Beatificazione Rosario Livatino, il supertestimone Piero Nava: “Quel giorno sono morto anch’io”
Da oggi domenica 9 maggio, con una cerimonia nella sua Agrigento, Rosario Angelo Livatino è beato. Il giudice ucciso a 38 anni dalla mafia della ‘Stidda‘ il 21 settembre 1990 è stato riconosciuto dalla Congregazione delle Cause dei Santi martire perché il delitto avvenne "in odio alla fede". In tanti lo ricordano in questo giorno speciale: dal cardinale Marcello Semeraro che ha celebrato la beatificazione al procuratore nazionale antimafia e antiterrorismo Federico Cafiero De Raho che ha definito Livatino "un magistrato modello al quale tutti i magistrati, soprattutto in un momento come questo, dovrebbero fare riferimento".
Tra queste però c'è una persona che ha assistito alla cerimonia da lontano, da una località segreta sotto falso nome. Eppure solo lui potrebbe raccontare di quel martirio, perché Piero Nava è stato l'unico a vedere tutto. A decidere il suo destino è stata quella mattina di settembre di 31 anni fa: stava percorrendo l'autostrada Canicattì-Agrigento quando buca una gomma dell'auto ed è costretto a rallentare. Quello che accadde dopo è questione di attimi: due uomini in moto lo sorpassano, riesce a guardarli bene in faccia. Li vedrà di nuovo pochi metri più in là: uno di questi impugna la pistola e spara a un uomo. Da allora la sua vita cambia: Pietro Nava per il resto della sua vita sarà il super testimone dell'omicidio Livatino.
Nava: Sono un uomo senza storia
"Sono un uomo senza storia, la mia storia si è chiusa quel giorno", si racconta a Fanpage.it Nava. "Andavo a lavorare, non sapevo neanche chi era Livatino. Lui ci ha rimesso la vita, ma da allora sono morto anche io. Perché tutto quello che avevi non ce l'hai più da un giorno con l'altro". Nava però non ha dubbi: "In questo caso non hai scelta, non puoi che testimoniare". Oggi, così come tutti i giorni della sua vita, gli scorrono davanti quei pochi attimi che hanno cambiato per sempre la sua vita: "Ero in Sicilia a fare il mio lavoro. Mi sorpassa una moto con due ragazzi, quasi mi urtano la macchina. Ho notato subito che avevano la targa coperta con il nastro". E poi continua: "Un paio di curve dopo vedo una macchina rossa con il vetro rotto, davanti la moto di pochi secondi prima. Vedo qualcosa di azzurro che corre nel campo e qualcuno che lo insegue con la pistola. Ho chiamato subito la polizia e ho raccontato tutto". Non ha esitato neanche un attimo Nava nel testimoniare. Quello che non poteva sapere è che una volta finita la deposizione non poteva salutare e tornare a casa. "Mi hanno chiesto dove stavo andando. Mi hanno detto che la vittima era un giudice. Da quel momento è iniziata la mia vita sotto scorta. Non avevo capito che il mio mondo era appena stato stravolto".

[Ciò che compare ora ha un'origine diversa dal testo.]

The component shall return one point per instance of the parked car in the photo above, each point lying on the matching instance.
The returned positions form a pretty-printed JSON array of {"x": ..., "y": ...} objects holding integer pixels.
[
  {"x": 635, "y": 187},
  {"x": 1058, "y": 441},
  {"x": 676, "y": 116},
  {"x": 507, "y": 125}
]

Nava: I miei figli hanno cambiato cinque cognomi
Una notte, insieme alla famiglia, Nava afferra quello che può e si trasferisce nella prima località segreta, la prima di altre otto in giro per l'Italia e l'estero. "Abbiamo fatto una vita tenendo sempre solo pochi contatti umani. Perché non potevo non rispondere alle domande. Gli unici amici erano i ragazzi della scorta". I suoi due figli cambiano cinque cognomi: "Erano piccoli eppure hanno capito tutto. Non si sono mai traditi". Con il passare degli anni Nava vede sempre meno i suoi figli. "Non sono andato neanche al matrimonio di mia figlia per evitare domande. Sono un personaggio scomodo. Mia sorella l'ho vista di nascosto un giorno a Bolzano, ero molto legato a lei. La mia famiglia però non mi ha mai criticato". Tutti hanno capito che testimoniare era l'unica strada possibile: "Non riesco a immaginare la mia vita se non l'avessi fatto. Per questo testimonierei ancora: quando vedi quello che ho visto io, non hai scelta. Non avrei mai potuto alzarmi la mattina in un albergo e leggere sul giornale che non c'erano stati testimoni. Avrei perso il rispetto di me stesso". Anche se ora "io sono nessuno", come titola anche il suo libro autobiografico.